Although the aggregate divorce rate amongst Americans has fallen in recent decades, there has also been a concurrent (and dramatic) increase in the number of divorces for couples over age 50. The rise of the so-called “grey divorce” has created a number of uncommon and complex issues that financial advisors are helping their clients navigate, such as splitting what can oftentimes be substantial assets, including retirement accounts. Splitting an IRA, for instance, is generally pretty straightforward, but the matter becomes far more complicated for accounts that have ongoing 72(t) distributions.
As a starting point, it’s important to understand what a 72(t) distribution is in the first place. Although IRA accounts are intended to provide retirement funds for the owner, there can be emergent situations in one’s life for which an individual might not have the necessary cash on hand. Understanding that, Congress provided for a handful of exceptions that allow an individual to access the funds in their IRA accounts prior to age 59 ½ without triggering the dreaded 10% early withdrawal penalty. One of these exceptions includes the option to elect taking "substantially equal periodic payments" from the IRA, also known as 72(t) payments.
Although there are a few IRS-approved methods to calculate the exact amount of those substantially equal periodic payments, the key component is that the individual must continue to take those distributions “without modification” for the longer of five years, or until age 59 ½. Modifications can include (among other things) changing the amount of the periodic withdrawals (other than as allowed via the RMD method), taking an additional distribution on top of the 72(t) payments, changing the balance on the IRA account via roll-ins or rollovers out of assets, or making a non-taxable transfer of a portion of the account balance. And it’s that “non-taxable transfer” rule that can cause so much confusion for divorcing couples who need to split an IRA that is subject to 72(t) distributions.
Under normal circumstances, splitting an IRA that is not subject to a 72(t) distribution schedule between a divorcing couple is simply a matter of the custodian transferring the funds specified by the divorce decree from the current owner to a (new) IRA account in the name of the ex-spouse. However, since dividing an IRA pursuant to a divorce decree is, in fact, a non-taxable transfer, it seems possible that the IRS would deem that transfer to be a “modification” for IRAs subject to 72(t) payments, thus triggering the 10% penalty… plus interest!

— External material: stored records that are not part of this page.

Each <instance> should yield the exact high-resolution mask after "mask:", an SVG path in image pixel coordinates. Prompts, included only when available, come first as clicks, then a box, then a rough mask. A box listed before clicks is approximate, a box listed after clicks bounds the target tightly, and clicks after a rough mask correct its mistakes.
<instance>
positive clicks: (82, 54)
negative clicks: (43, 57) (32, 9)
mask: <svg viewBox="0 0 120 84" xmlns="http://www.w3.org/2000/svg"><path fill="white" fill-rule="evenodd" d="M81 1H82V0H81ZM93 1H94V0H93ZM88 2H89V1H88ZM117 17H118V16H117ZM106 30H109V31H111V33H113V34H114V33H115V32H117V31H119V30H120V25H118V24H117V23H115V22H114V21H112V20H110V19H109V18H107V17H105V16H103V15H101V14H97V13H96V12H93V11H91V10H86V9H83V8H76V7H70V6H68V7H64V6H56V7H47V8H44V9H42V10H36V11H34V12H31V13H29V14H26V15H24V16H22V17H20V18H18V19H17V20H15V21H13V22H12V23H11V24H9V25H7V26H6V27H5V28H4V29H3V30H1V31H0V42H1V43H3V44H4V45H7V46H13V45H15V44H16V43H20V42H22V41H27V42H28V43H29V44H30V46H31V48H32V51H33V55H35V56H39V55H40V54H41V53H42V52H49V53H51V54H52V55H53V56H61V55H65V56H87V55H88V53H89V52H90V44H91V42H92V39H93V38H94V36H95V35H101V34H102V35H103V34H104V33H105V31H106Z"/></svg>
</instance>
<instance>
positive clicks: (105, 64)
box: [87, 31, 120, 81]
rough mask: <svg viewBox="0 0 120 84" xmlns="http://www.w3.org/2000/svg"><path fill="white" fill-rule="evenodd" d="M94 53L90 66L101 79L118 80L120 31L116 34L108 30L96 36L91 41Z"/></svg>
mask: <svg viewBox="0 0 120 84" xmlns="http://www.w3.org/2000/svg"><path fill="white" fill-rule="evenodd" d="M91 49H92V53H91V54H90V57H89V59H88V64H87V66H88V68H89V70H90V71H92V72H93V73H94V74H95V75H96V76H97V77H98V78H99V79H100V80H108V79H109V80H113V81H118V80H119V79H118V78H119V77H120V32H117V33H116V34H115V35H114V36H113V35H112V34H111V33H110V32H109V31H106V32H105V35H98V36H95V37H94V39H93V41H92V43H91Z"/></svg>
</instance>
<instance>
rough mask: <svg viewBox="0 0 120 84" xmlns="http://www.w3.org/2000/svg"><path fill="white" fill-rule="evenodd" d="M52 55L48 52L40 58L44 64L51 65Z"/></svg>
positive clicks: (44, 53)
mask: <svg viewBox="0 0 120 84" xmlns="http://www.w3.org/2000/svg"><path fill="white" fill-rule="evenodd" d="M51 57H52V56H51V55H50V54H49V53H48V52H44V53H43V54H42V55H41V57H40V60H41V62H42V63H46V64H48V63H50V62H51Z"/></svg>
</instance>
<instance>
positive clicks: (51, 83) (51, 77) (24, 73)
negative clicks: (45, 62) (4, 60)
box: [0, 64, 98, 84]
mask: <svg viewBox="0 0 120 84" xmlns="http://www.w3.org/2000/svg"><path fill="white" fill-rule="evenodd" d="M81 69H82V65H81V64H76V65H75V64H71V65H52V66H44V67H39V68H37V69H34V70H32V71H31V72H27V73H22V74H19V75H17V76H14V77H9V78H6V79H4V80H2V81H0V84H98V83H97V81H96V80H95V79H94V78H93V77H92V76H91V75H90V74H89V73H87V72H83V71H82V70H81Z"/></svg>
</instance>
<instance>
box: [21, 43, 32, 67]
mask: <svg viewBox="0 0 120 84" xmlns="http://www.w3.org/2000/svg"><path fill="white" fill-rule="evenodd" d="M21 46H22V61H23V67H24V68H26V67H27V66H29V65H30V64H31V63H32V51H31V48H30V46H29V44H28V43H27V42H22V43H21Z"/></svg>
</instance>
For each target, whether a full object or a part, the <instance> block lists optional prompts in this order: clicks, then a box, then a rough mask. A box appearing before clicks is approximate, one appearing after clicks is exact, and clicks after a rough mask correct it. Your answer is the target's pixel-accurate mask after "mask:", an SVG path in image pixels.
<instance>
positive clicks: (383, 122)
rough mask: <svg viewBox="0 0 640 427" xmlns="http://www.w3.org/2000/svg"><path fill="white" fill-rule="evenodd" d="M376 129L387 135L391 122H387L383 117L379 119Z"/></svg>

Fortunately, though, over the years, the IRS has issued several Private Letter Rulings (PLRs) addressing this very conundrum. These PLRs have been rather accommodating to both ex-spouses. Transferor ex-spouses have been given the option to decrease future 72(t) distributions proportionally to the amount that was transferred out of the account. Meanwhile, transferee ex-spouses have not been required to continue to take 72(t) distributions, though they have been allowed to choose to do so if desired!
Ultimately, the key point is that, while divorce is a stressful event that often creates unforeseen financial hurdles for advisors and their clients to navigate the best they can (and sometimes without any formal guidance from the IRS on unclear taxation rules), there has at least been consistency (albeit on a case-by-case basis) in the rulings around the treatment of transferring the balance of an IRA that’s subject to 72(t) payments in a divorce.